– Прокаженные уйдут в историю, а этот остров станет музеем.
Сестра Маргарита захлопывает дверь.
Мы выходим из дома доктора Томаса. У меня дрожат руки, и даже Бондока трясет. Я слышу, как доктор Томас спрашивает сестру Маргариту, что случилось, но монахиня только качает головой, проходит, не говоря ни слова, мимо и спускается по тропинке, ведущей к морю и церкви. Я знаю, что она собирается молиться.
Мимо больницы с вытянувшейся к ней очередью, мимо новых домиков мы идем домой в полном молчании. Нана сильно хромает и опирается как на свою палку, так и на меня. Бондок держится рядом, но она не падает.

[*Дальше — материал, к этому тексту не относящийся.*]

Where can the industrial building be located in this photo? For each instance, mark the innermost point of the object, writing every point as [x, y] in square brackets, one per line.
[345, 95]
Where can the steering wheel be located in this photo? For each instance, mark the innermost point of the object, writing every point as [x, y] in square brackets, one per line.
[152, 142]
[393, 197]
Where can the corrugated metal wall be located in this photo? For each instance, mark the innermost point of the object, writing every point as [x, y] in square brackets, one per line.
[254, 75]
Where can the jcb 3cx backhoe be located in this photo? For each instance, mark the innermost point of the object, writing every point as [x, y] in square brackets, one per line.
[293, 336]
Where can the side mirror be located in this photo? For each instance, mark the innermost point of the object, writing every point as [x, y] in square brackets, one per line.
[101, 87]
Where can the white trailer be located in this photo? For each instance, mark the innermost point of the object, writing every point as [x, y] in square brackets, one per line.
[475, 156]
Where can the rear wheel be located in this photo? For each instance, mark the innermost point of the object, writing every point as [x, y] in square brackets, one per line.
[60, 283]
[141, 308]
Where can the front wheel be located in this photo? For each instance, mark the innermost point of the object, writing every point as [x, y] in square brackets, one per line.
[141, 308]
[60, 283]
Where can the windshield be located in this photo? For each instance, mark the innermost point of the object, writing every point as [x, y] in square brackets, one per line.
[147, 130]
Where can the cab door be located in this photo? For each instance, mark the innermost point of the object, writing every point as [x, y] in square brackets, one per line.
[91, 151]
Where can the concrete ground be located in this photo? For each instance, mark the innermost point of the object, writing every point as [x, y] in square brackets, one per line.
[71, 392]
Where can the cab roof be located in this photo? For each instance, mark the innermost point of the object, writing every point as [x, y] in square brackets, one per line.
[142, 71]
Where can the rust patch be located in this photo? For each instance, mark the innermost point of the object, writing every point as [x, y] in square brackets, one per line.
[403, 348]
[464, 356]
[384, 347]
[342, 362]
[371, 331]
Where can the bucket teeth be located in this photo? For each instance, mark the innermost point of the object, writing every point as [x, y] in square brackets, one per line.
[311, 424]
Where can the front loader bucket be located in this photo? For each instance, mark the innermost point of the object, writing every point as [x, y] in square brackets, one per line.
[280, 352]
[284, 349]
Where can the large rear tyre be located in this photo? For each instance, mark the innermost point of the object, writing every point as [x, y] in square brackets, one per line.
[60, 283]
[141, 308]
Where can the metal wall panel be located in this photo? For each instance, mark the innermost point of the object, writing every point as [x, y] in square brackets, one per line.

Дома я кипячу воду и опускаю в нее корень имбиря. Потом сажусь рядом с наной, и мы вместе пьем.
– Он больной, – говорит наконец Капуно.
– Это мы уже знали, – ворчит Бондок.
– Нет, по-настоящему больной, – возражает его брат. – Видел, как он раскладывал пинцет и увеличительное стекло? С такой тщательностью. И как расположил бабочек?

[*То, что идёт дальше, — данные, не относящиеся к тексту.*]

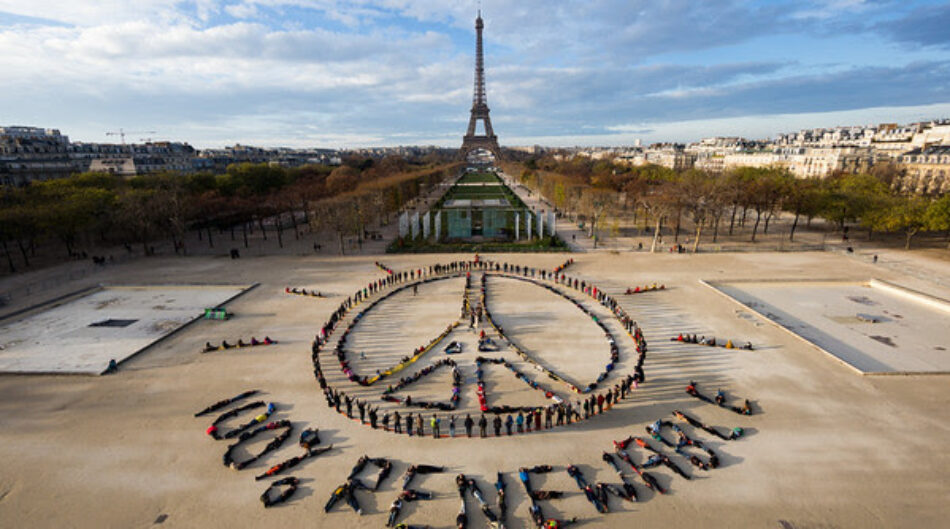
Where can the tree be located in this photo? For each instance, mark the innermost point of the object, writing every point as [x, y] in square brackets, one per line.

«Лепидоптерист, – беззвучно повторяю я. – Ле-пи-до-пте-рист». Ритм прыгучий, вверх-вниз, словно взмахи крыльев бабочки.
– И как повел себя, когда я подошла к нему, – негромко добавляет нана. – Я не просто вызвала у него отвращение – он перепугался.

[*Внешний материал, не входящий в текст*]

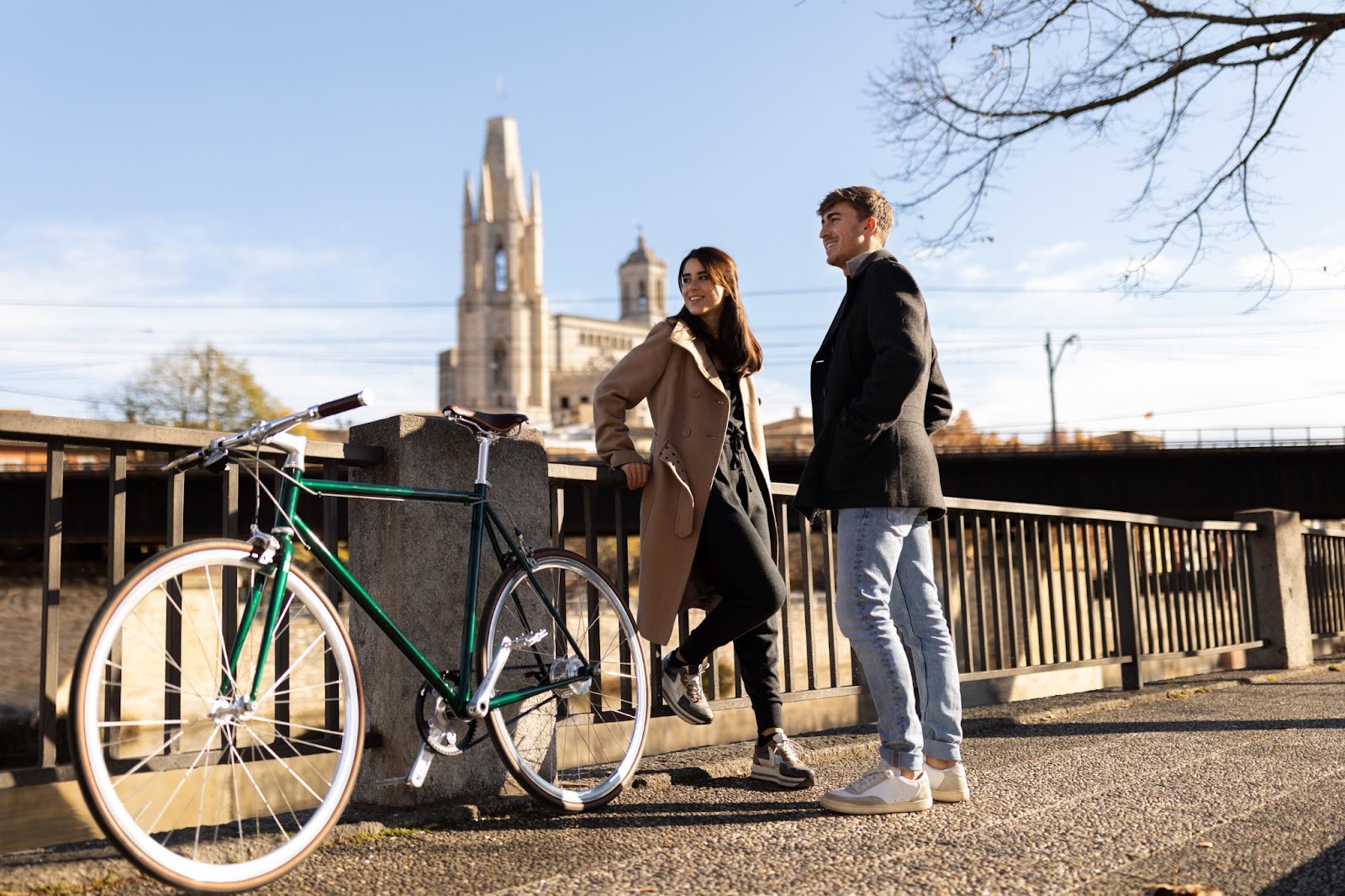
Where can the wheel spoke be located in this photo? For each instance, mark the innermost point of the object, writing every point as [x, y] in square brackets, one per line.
[232, 772]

– На него надо пожаловаться, – говорит Бондок.
– Кому? – вздыхает Капуно.
– Его прислало правительство!
– Тогда к чему затея с петицией? – бросает нана. – Зачем давать нам надежду?
– Оно того стоило, разве нет? – говорит Капуно. – Мы ведь все должны попробовать?
Она не отвечает. Я тоже не уверена.
Корабль
У нас с наной остается всего лишь несколько дней – потом ее и меня ждут шесть лет разлуки, после чего я смогу вернуться и жить в одной из зон Sano, – и мы решаем повеселиться напоследок. План, однако, не срабатывает, потому что настроение у обеих не подходящее для веселья. Шесть лет – это половина моей жизни, и я не представляю, как проживу без наны хотя бы день.
Почти все, за что мы беремся, только добавляет печали. Сажаем в огороде овощи, которые вырастут без меня. Чиним плетеные стулья, которые нужно будет чинить снова к тому времени, когда я вернусь на Кулион. Я говорю «мы», но нана по большей части моргает и смахивает слезы, когда думает, что я не смотрю на нее.
Ей трудно опускаться на колени, держать лопату и раскладывать семена. С креслами нана даже не пытается помочь. А как она будет делать это все без меня?
Только теперь, за несколько дней до нашей разлуки, я понимаю, какой помощницей была для нее. Осознание приходит к нам, как прилив. С каждым проходящим годом я делала для нее все больше и больше: помогала ей одеваться, готовить, делать уборку. Но если нана и беспокоится, то не показывает этого.